Однако же Евфимия не утерпела, покинула избушку вслед за хозяйкой и поражённая застыла на пороге.
Её оглушил звук, тягучий, нутряной, скребущий уши. Он шёл как будто с серой пелены небес, хотя на самом деле - сквозь большие чёрные деревья. Подобный звук она слыхала в Зарыдалье. Это был рёв быка.
– Ах, Акилинушка, вернись!
– испуганно звала боярышня.
– Неподалёку бык заблудший. Не закатал бы!
Амма Гнева принесла беремя дров.
– Голубонька, ну что ты всполохнулась? Это вовсе и не бык. Бугай! Птица такая вида цапли. Большая выпь. Головка с кулачок, а голос бычий. Взойди в избу.
У аммы Гневы при входе полено из беремени упало на пол.
– Ой!
– вскрикнула она.
– Ты испугалась рёва бугая, а я - нечаянного гостя.
Очаг приятно запылал. Избушка осветилась без светца. Хозяйка стала собирать на стол.
– Теперь-то поняла, Офимьюшка, что мои страхи за тебя отнюдь не ложны?

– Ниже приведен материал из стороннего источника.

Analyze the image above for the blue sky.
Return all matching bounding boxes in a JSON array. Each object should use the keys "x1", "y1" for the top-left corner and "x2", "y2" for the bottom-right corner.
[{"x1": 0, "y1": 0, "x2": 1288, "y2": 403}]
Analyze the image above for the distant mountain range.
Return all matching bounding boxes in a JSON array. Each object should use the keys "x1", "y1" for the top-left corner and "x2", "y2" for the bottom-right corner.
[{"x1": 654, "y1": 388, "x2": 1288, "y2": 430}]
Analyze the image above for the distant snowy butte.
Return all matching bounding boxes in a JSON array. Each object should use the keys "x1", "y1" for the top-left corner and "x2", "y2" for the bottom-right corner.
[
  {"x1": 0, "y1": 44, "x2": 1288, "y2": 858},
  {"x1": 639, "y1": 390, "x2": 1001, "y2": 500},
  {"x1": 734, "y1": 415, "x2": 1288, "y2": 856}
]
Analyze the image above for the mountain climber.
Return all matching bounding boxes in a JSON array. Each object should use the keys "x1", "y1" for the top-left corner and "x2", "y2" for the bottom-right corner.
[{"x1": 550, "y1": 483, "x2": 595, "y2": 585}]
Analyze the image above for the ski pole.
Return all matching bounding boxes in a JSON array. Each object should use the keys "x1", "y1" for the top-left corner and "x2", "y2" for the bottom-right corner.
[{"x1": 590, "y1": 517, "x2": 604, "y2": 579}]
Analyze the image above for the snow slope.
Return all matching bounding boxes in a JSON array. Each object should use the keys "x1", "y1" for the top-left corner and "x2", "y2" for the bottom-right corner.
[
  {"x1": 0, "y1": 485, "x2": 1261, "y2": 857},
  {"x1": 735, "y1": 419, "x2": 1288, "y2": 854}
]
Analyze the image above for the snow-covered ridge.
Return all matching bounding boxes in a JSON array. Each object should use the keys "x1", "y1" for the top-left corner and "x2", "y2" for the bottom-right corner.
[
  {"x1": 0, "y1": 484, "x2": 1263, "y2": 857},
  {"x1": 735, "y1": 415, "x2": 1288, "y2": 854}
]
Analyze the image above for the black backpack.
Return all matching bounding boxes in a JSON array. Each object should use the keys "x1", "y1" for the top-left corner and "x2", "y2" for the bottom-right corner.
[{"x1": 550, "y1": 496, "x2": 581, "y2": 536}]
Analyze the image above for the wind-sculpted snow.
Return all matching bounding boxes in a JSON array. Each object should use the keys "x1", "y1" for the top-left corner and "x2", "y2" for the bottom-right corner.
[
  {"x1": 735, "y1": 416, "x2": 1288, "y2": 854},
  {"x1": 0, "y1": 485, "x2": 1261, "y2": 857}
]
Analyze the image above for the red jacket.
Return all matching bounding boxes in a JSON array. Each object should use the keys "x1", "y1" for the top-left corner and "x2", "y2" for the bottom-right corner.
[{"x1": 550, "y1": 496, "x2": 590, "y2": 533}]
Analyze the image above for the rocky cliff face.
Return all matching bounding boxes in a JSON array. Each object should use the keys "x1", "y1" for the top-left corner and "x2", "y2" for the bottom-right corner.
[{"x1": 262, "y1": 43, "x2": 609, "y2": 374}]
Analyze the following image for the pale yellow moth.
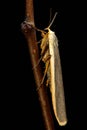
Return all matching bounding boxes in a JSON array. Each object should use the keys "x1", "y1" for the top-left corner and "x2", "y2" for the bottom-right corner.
[
  {"x1": 40, "y1": 14, "x2": 67, "y2": 126},
  {"x1": 22, "y1": 13, "x2": 67, "y2": 126}
]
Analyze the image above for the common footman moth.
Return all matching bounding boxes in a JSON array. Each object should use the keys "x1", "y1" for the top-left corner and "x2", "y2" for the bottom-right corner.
[{"x1": 22, "y1": 13, "x2": 67, "y2": 126}]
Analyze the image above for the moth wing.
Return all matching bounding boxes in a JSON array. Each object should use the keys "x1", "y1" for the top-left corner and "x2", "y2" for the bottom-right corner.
[{"x1": 49, "y1": 31, "x2": 67, "y2": 126}]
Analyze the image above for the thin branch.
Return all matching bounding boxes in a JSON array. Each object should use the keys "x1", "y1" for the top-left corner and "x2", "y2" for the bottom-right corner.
[{"x1": 22, "y1": 0, "x2": 54, "y2": 130}]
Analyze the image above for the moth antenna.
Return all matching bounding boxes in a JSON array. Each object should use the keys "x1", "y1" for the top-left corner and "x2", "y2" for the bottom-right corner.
[{"x1": 45, "y1": 12, "x2": 58, "y2": 30}]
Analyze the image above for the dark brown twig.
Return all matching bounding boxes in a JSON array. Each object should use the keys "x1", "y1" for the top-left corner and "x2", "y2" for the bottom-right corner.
[{"x1": 22, "y1": 0, "x2": 54, "y2": 130}]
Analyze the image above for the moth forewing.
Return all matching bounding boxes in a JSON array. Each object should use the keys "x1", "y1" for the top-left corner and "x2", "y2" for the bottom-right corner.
[{"x1": 48, "y1": 29, "x2": 67, "y2": 126}]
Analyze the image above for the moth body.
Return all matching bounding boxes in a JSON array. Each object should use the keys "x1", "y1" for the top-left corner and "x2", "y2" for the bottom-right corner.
[{"x1": 41, "y1": 29, "x2": 67, "y2": 126}]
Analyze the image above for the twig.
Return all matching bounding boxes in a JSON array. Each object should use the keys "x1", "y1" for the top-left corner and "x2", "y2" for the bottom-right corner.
[{"x1": 22, "y1": 0, "x2": 54, "y2": 130}]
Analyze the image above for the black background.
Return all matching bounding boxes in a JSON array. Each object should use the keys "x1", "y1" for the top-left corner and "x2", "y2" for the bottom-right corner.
[{"x1": 0, "y1": 0, "x2": 87, "y2": 130}]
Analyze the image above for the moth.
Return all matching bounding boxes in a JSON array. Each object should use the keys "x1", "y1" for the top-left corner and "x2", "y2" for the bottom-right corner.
[
  {"x1": 39, "y1": 13, "x2": 67, "y2": 126},
  {"x1": 25, "y1": 13, "x2": 67, "y2": 126}
]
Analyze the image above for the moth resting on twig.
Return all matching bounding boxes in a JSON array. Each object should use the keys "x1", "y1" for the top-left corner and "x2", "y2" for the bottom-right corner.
[
  {"x1": 37, "y1": 14, "x2": 67, "y2": 126},
  {"x1": 23, "y1": 13, "x2": 67, "y2": 126}
]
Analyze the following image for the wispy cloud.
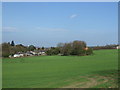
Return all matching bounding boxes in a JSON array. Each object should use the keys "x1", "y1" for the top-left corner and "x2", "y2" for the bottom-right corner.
[
  {"x1": 70, "y1": 14, "x2": 78, "y2": 19},
  {"x1": 36, "y1": 27, "x2": 68, "y2": 32},
  {"x1": 2, "y1": 27, "x2": 18, "y2": 32}
]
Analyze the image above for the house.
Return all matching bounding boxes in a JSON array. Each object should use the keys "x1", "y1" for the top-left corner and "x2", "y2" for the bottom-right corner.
[{"x1": 13, "y1": 54, "x2": 21, "y2": 58}]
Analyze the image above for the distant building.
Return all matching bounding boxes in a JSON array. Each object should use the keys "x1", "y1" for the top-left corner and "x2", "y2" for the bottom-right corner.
[
  {"x1": 13, "y1": 54, "x2": 21, "y2": 58},
  {"x1": 116, "y1": 45, "x2": 120, "y2": 49}
]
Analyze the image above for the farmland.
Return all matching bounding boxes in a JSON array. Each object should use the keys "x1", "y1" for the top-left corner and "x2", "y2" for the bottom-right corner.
[{"x1": 2, "y1": 50, "x2": 118, "y2": 88}]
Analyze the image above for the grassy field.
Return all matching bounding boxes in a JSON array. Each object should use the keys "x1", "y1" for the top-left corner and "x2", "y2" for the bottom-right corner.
[{"x1": 3, "y1": 50, "x2": 118, "y2": 88}]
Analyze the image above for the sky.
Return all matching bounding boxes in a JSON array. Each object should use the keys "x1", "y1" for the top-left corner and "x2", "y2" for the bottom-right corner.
[{"x1": 2, "y1": 2, "x2": 118, "y2": 47}]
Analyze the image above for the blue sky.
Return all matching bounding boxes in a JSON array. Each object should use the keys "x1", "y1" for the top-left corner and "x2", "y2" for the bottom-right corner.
[{"x1": 2, "y1": 2, "x2": 118, "y2": 47}]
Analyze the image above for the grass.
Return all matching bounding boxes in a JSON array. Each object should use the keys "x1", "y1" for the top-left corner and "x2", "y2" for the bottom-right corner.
[{"x1": 3, "y1": 50, "x2": 118, "y2": 88}]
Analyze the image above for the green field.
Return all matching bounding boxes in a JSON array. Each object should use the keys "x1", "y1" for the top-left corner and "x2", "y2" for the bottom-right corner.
[{"x1": 3, "y1": 50, "x2": 118, "y2": 88}]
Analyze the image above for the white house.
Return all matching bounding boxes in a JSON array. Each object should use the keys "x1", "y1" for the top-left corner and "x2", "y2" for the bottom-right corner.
[{"x1": 13, "y1": 54, "x2": 21, "y2": 58}]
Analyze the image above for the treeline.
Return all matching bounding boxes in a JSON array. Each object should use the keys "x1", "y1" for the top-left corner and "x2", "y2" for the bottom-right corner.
[
  {"x1": 46, "y1": 41, "x2": 93, "y2": 56},
  {"x1": 91, "y1": 44, "x2": 118, "y2": 50}
]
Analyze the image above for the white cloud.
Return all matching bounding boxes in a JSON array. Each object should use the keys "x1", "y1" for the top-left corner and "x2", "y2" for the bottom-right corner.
[
  {"x1": 70, "y1": 14, "x2": 78, "y2": 19},
  {"x1": 2, "y1": 27, "x2": 17, "y2": 32},
  {"x1": 36, "y1": 27, "x2": 67, "y2": 32}
]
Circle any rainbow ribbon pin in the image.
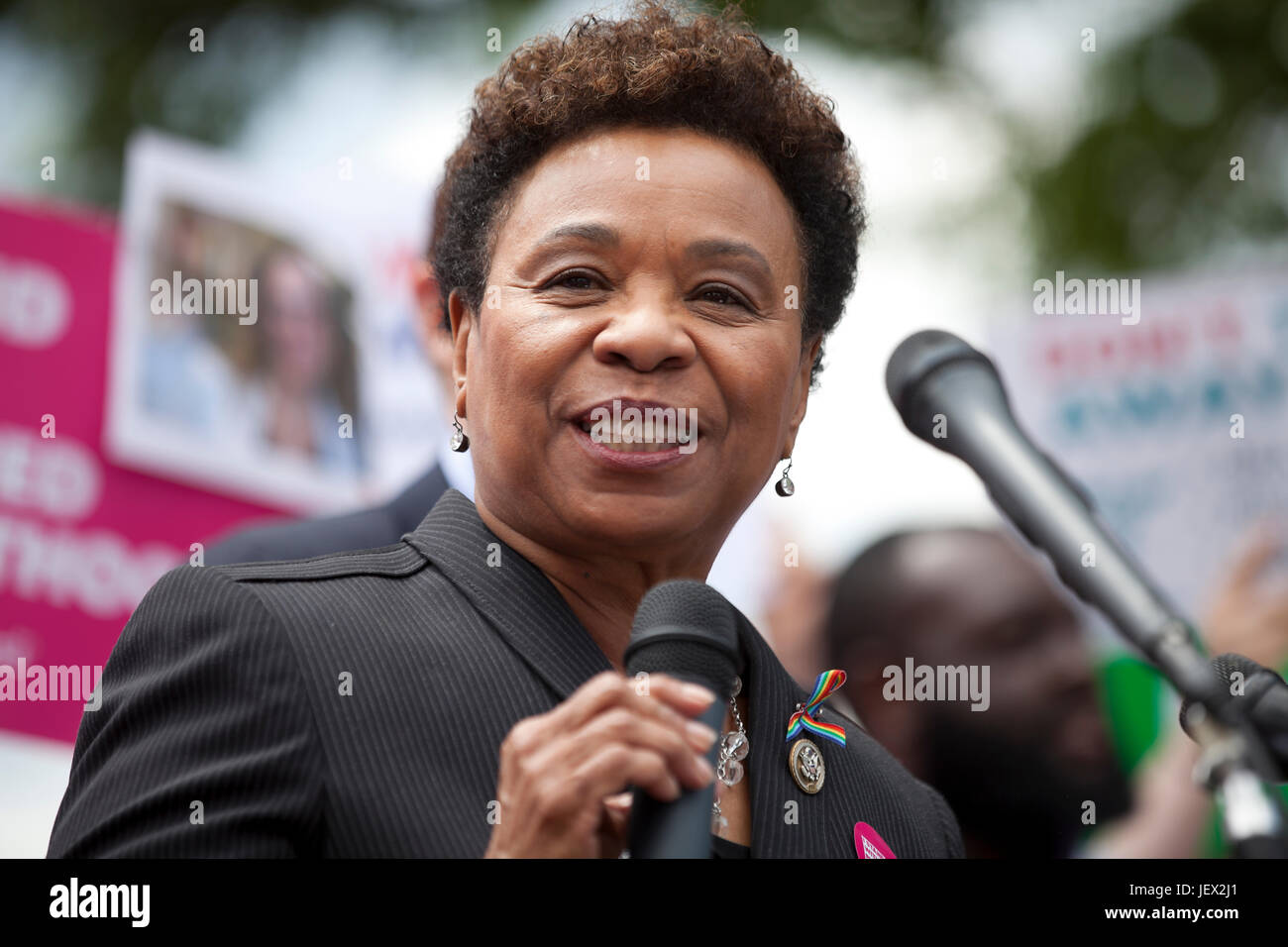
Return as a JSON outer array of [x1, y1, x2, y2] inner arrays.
[[787, 672, 845, 746]]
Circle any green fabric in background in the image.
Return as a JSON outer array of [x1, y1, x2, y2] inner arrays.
[[1096, 652, 1288, 858]]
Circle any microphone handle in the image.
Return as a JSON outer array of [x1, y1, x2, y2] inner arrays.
[[628, 695, 726, 858]]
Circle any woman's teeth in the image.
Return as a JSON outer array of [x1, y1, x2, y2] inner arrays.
[[581, 420, 679, 454]]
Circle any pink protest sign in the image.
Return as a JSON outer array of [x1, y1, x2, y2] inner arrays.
[[0, 204, 277, 741]]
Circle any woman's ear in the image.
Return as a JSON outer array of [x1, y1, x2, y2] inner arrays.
[[783, 336, 823, 459], [447, 288, 474, 417]]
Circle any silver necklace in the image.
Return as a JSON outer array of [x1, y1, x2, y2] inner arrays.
[[711, 678, 751, 835]]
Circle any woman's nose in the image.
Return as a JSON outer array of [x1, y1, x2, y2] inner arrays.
[[593, 301, 697, 371]]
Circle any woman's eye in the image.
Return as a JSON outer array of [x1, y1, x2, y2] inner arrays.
[[698, 286, 748, 309], [544, 271, 596, 290]]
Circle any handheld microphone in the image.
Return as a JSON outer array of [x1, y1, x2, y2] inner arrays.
[[1180, 653, 1288, 783], [625, 579, 742, 858], [886, 330, 1214, 702]]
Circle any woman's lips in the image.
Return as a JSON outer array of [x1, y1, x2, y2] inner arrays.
[[568, 421, 697, 471]]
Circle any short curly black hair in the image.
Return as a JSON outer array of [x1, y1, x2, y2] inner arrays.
[[429, 0, 866, 380]]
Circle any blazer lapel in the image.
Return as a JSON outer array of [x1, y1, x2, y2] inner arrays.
[[738, 613, 866, 858], [403, 489, 613, 701]]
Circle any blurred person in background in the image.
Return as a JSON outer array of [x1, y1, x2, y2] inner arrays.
[[824, 528, 1288, 858]]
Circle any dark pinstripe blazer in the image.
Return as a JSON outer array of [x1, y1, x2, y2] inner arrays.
[[49, 489, 962, 858]]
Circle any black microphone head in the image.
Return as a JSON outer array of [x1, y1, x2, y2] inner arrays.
[[625, 579, 742, 699], [886, 329, 1006, 447], [1180, 652, 1288, 740]]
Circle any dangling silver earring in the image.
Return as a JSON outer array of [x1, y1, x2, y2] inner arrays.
[[774, 458, 796, 496], [451, 411, 471, 454]]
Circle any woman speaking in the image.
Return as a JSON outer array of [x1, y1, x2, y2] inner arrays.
[[49, 3, 962, 858]]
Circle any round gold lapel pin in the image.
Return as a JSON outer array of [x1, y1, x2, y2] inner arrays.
[[787, 737, 827, 795]]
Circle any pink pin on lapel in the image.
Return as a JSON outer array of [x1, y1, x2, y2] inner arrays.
[[854, 822, 898, 858]]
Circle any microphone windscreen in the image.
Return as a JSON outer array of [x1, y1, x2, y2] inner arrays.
[[625, 579, 742, 699]]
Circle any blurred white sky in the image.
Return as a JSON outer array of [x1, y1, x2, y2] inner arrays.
[[0, 0, 1171, 857]]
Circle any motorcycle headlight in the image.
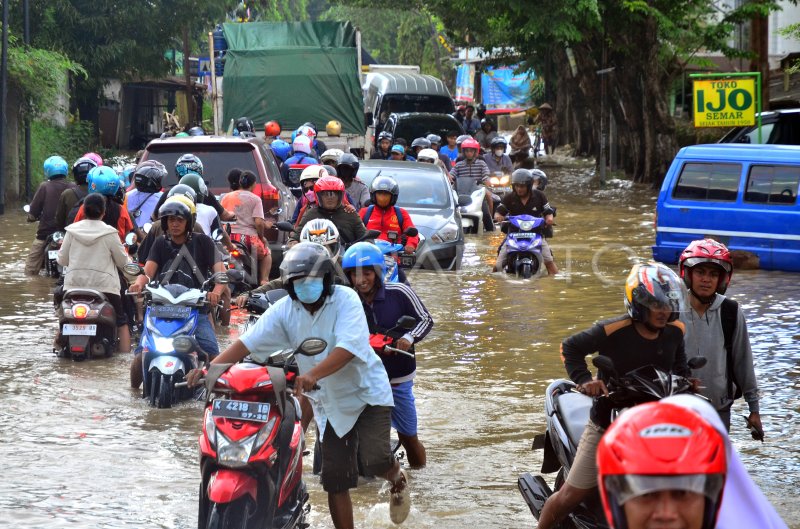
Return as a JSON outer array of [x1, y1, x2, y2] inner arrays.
[[217, 432, 258, 468], [431, 220, 458, 243]]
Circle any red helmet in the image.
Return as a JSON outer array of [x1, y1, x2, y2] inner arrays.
[[264, 120, 281, 138], [314, 175, 344, 207], [461, 138, 481, 151], [597, 402, 727, 529], [678, 239, 733, 294]]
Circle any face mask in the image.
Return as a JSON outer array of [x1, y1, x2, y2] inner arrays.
[[293, 277, 324, 305]]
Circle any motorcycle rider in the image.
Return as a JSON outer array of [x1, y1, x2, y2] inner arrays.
[[678, 239, 763, 436], [597, 397, 728, 529], [56, 158, 97, 231], [187, 242, 411, 529], [128, 195, 225, 388], [222, 171, 274, 285], [494, 169, 558, 275], [56, 193, 131, 353], [342, 240, 433, 468], [289, 176, 367, 246], [369, 131, 393, 160], [483, 136, 513, 174], [25, 156, 75, 276], [127, 160, 167, 233], [538, 263, 691, 529], [336, 152, 369, 211], [450, 137, 494, 231]]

Боярышня любовно обняла свою пестунью.
– Не допускай до сердца, матушка, такие страхи. Агафоклия, нет спору, чародейка. Однако же она способна увидать не явь, а только сон. В том сновидении, куда я погрузилась её чарами, всё было, словно наяву. А пораскинь умом - ведь это же мои мечты! Жду возвращения Василиуса, боюсь злых умыслов Витовтовны. И снятся преувеличения: великий князь становится царём, монгольское ярмо вдруг оборачивается ляховицким, да ещё скинутым, я повергаюсь жертвою дворцовых козней, из-за меня родитель взят за приставы, семья обречена изгнанию… Замечу, мне и прежде доводилось удивляться: во сне увидишь так, а въяве всё наоборот. Поэтому освободись от страхов, Акилина свет Гавриловна.
Тут келья погрузилась в темноту.
– Очаг погас, - вздохнула амма Гнева.
– Сиди… Отыщу трут, сызнова вздую огонь…
– К чему бы это?
– прозвучал во тьме вопрос Евфимии.
– Что?
– Амма Гнева чиркнула кремнёвыми каменьями.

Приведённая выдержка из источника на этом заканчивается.